In my last post, M1626 – Peach Elba, I described my all to brief visit to the lovely Italian island of Elba. Early the next morning we sailed into our fourth country in as many days, albeit a tiny one – the Principality of Monaco.
Monaco has an area of just 2.02 square kilometres making it the second smallest country in the world, after the Vatican City, and it’s population of 37,800 makes it the most densely populated country. It is of course famous for being the playground of the rich and famous, with it’s Monte Carlo Casino, a harbour full of luxury yachts and it’s streets being used for perhaps the most iconic Formula 1 race of the season.
This was my first visit to Monaco, and I was intrigued to find out just what it was like, and also to see for real some of the iconic parts for the Formula 1 circuit.

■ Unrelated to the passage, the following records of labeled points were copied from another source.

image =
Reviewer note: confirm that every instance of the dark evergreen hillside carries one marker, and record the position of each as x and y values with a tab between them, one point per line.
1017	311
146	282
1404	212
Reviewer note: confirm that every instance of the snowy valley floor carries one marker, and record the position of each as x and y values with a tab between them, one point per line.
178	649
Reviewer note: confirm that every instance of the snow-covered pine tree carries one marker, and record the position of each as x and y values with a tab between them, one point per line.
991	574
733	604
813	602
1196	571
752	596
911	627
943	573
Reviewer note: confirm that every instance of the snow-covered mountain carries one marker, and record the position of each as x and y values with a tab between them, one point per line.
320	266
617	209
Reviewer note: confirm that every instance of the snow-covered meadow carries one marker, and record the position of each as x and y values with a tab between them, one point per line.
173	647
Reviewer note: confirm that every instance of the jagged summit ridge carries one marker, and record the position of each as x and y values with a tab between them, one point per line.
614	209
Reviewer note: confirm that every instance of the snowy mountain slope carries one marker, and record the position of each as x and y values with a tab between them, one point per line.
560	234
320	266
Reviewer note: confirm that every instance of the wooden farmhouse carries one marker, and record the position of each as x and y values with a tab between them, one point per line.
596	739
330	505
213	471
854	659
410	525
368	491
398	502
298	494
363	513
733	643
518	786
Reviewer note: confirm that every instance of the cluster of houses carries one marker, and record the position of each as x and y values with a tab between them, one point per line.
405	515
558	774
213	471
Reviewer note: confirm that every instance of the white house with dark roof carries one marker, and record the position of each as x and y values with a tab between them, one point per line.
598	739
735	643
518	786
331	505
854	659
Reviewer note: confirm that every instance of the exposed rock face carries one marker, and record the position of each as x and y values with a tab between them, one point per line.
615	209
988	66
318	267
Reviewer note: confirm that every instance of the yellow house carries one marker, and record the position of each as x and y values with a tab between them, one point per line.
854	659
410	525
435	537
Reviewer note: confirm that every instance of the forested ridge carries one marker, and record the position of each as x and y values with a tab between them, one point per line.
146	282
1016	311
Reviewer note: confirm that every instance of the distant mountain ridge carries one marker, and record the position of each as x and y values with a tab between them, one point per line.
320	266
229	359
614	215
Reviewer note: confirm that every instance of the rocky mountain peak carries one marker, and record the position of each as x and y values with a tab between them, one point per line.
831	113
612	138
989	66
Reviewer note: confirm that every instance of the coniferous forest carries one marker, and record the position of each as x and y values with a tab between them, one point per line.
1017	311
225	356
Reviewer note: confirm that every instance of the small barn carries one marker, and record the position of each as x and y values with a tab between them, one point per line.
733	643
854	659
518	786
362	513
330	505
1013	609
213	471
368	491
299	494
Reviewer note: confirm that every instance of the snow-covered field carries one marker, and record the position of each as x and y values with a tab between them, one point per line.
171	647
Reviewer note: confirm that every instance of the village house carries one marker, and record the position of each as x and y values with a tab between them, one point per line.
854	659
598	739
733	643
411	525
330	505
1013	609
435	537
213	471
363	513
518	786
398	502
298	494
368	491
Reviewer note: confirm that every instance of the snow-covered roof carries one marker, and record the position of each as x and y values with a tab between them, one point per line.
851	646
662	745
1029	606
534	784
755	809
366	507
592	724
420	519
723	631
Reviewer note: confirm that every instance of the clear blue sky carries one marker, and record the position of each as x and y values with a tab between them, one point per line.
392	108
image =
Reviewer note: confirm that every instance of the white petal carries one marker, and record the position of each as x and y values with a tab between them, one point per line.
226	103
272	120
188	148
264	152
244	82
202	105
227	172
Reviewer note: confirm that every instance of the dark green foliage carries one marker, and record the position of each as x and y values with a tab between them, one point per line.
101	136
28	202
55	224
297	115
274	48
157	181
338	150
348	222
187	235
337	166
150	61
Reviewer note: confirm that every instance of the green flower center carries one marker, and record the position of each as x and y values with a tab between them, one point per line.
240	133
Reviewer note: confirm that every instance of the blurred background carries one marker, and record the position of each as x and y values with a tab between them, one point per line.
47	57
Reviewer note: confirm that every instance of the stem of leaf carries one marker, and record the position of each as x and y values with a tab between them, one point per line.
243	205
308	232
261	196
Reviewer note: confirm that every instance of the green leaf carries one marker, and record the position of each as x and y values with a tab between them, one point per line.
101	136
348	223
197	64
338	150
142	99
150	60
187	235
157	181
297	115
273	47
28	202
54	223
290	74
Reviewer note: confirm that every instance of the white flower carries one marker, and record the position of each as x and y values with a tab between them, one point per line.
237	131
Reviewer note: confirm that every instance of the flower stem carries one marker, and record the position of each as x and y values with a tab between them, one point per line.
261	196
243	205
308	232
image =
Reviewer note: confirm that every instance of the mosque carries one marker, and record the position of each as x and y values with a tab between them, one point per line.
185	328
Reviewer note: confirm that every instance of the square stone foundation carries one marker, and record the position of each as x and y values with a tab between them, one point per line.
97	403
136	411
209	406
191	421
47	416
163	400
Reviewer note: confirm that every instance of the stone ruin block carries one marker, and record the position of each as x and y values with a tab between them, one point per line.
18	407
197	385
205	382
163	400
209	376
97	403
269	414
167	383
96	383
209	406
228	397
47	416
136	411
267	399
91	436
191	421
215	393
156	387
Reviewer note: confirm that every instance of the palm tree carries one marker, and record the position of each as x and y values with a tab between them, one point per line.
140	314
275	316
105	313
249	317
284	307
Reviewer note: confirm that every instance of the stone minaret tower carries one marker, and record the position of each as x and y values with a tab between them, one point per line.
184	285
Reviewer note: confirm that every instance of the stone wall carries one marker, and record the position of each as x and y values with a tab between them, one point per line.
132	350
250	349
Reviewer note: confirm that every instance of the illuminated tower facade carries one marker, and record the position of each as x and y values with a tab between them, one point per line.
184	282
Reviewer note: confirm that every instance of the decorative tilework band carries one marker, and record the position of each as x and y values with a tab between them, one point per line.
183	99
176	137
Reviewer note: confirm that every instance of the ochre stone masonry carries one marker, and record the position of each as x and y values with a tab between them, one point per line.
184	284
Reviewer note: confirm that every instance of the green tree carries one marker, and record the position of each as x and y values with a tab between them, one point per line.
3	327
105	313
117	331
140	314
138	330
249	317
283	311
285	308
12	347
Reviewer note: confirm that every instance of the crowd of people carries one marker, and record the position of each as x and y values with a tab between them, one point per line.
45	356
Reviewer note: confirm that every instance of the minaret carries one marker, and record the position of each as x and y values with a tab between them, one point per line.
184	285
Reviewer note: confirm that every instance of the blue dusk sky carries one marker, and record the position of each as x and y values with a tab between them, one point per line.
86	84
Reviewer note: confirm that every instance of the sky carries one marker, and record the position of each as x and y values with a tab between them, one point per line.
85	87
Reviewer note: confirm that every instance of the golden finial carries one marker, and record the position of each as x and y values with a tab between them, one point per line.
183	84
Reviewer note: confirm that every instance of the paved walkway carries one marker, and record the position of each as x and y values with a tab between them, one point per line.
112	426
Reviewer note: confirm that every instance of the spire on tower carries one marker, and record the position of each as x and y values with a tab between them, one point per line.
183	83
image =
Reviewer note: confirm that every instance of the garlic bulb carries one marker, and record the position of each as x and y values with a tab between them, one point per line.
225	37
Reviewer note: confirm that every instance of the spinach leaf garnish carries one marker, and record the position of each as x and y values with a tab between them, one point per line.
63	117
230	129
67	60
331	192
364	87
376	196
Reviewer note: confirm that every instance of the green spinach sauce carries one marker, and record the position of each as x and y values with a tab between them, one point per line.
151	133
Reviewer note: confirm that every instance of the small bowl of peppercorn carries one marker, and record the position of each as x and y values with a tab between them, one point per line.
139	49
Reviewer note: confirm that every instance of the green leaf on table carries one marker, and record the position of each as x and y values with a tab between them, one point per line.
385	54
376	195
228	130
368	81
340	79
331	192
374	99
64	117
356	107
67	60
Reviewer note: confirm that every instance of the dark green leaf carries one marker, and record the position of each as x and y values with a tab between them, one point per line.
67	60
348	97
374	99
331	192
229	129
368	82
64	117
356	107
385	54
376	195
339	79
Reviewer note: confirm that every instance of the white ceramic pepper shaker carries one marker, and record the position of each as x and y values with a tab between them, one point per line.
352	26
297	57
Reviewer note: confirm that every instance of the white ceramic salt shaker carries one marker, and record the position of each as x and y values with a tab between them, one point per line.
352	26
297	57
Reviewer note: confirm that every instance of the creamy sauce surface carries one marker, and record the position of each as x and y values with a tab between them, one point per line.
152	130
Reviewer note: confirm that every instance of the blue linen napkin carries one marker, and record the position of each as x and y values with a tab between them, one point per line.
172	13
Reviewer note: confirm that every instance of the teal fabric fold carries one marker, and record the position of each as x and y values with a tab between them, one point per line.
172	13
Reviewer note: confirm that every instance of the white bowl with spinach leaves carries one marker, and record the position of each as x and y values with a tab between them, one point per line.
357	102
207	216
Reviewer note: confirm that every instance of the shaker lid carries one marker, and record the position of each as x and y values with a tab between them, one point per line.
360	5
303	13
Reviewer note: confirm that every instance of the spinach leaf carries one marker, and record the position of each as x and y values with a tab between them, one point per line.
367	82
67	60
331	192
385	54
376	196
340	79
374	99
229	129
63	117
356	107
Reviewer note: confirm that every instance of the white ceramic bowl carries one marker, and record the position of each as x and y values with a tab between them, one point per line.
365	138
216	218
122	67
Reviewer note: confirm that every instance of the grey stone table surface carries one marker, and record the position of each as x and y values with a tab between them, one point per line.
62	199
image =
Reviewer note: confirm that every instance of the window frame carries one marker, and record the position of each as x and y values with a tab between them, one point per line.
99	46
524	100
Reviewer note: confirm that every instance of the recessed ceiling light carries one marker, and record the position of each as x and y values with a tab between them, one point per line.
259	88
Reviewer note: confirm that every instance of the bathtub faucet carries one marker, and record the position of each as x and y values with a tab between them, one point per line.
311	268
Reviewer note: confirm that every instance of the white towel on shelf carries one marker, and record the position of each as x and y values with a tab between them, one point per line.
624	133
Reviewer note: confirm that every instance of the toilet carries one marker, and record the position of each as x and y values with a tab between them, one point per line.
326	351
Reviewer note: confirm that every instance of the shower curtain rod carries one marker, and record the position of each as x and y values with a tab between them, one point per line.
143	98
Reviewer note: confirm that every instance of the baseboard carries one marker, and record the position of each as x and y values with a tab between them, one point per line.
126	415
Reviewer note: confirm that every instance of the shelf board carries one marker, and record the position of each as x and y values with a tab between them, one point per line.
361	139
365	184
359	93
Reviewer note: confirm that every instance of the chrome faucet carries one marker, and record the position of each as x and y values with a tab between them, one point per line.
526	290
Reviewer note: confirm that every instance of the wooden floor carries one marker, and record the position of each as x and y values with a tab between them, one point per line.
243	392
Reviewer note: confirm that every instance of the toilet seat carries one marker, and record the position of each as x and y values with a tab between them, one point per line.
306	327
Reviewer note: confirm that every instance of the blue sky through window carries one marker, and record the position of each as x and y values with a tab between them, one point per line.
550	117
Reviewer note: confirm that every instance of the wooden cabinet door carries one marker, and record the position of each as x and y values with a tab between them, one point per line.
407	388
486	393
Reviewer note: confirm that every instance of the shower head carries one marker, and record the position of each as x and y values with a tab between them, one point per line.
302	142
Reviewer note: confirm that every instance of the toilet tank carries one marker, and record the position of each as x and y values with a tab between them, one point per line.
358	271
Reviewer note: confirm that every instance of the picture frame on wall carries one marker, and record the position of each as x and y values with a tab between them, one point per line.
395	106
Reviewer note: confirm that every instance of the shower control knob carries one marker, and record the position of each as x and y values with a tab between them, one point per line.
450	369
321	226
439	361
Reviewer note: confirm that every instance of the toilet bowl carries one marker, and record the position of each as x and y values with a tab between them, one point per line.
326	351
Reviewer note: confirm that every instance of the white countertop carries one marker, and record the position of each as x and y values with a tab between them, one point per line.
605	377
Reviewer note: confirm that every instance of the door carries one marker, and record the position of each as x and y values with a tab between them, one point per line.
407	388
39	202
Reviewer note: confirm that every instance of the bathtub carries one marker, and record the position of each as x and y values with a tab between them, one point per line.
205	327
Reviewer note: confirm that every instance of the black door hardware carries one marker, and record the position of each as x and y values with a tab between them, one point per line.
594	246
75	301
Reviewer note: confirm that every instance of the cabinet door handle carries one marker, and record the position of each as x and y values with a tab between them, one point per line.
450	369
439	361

We approached the Principality early in the morning – it was yet another lovely bright clear sunny day, and all the buildings crammed so closely together looked amazing in the wonderful light, especially the Casino:
We very slowly and carefully reversed into our berth alongside the harbour wall. This was as well as these beautiful but rather expensive looking numbers were moored up behind us:
The ship’s shore tour I had selected in Monaco did not leave until early afternoon, so I had the morning free to go ashore and explore with my trusty camera. Leaving the ship I needed to walk around the harbour, passing underneath the Royal Palace:
My planned walk was slightly thrown by the unexpected discovery of a large funfair blocking off a lot of the quayside (for F1 fans in the swimming pool area), so I ended up walking the F1 circuit in the reverse direction. On my way around I came across several sculptures of former F1 cars:
Having walked through the tunnel under the hotel, I emerged to find a sculpture which immediately brought back memories of a similar but larger one I had seen thousands of miles away in Punta Del Este, Uruguay. A quick bit of research online back on the ship later confirmed that they are indeed by the same artist. The one on the left is the one in Monaco, the one on the right in Uruguay:
By now the temperature was rising, so I was delighted to unexpectedly find myself in the Jardin Japonais – a municipal park in the form of a stylised Japanese garden. It provided an oasis of peace and coolness in the heat and bustle of the Principality:
Leaving the park, I walked past Rolls Royce, Ferrari and Bentley showrooms all next to each other on my way back to pick up the F1 circuit. I couldn’t decide which make and model to go for, so decided to leave it for now 😉
After climbing the steep hill that the cars descend, near the hairpin bend I decided to leave the circuit, and climb some steps which would take me up to see the Casino building at close hand:
Having walked around three sides of the Casino building I found myself in the Casino Square, where the use of spherical mirrors caught my eye:
The nearby Theatre was also an impressive building:
As I left the Casino Square, I was surprised and amused to spot a Smart car parked amongst the expected Rolls Royces and other expensive numbers:
I walked down the hill that the F1 cars climb up to reach the Casino, I passed some rooftop gardens, where a bloom and a sculpture caught my eye, as well as an impressive hotel building high above the road:
At the bottom of the hill I noticed this small church, but did not have time to investigate it as I needed to hurry back to the ship for lunch ahead of my afternoon tour
For F1 fans, here are some pictures of the track that I took (shown in the normal direction of travel). Walking the track, I was very aware that the bends were much sharper and particularly the inclines were much steeper than I had realised from the television pictures:
My walkabout had been very enjoyable, and it was an eye-opener to see all the large and expensive yachting the harbour, and all the good looking and stylish people walking about. It was clear you needed to be a winner in life to live there, possibly on it’s Formula 1 circuit.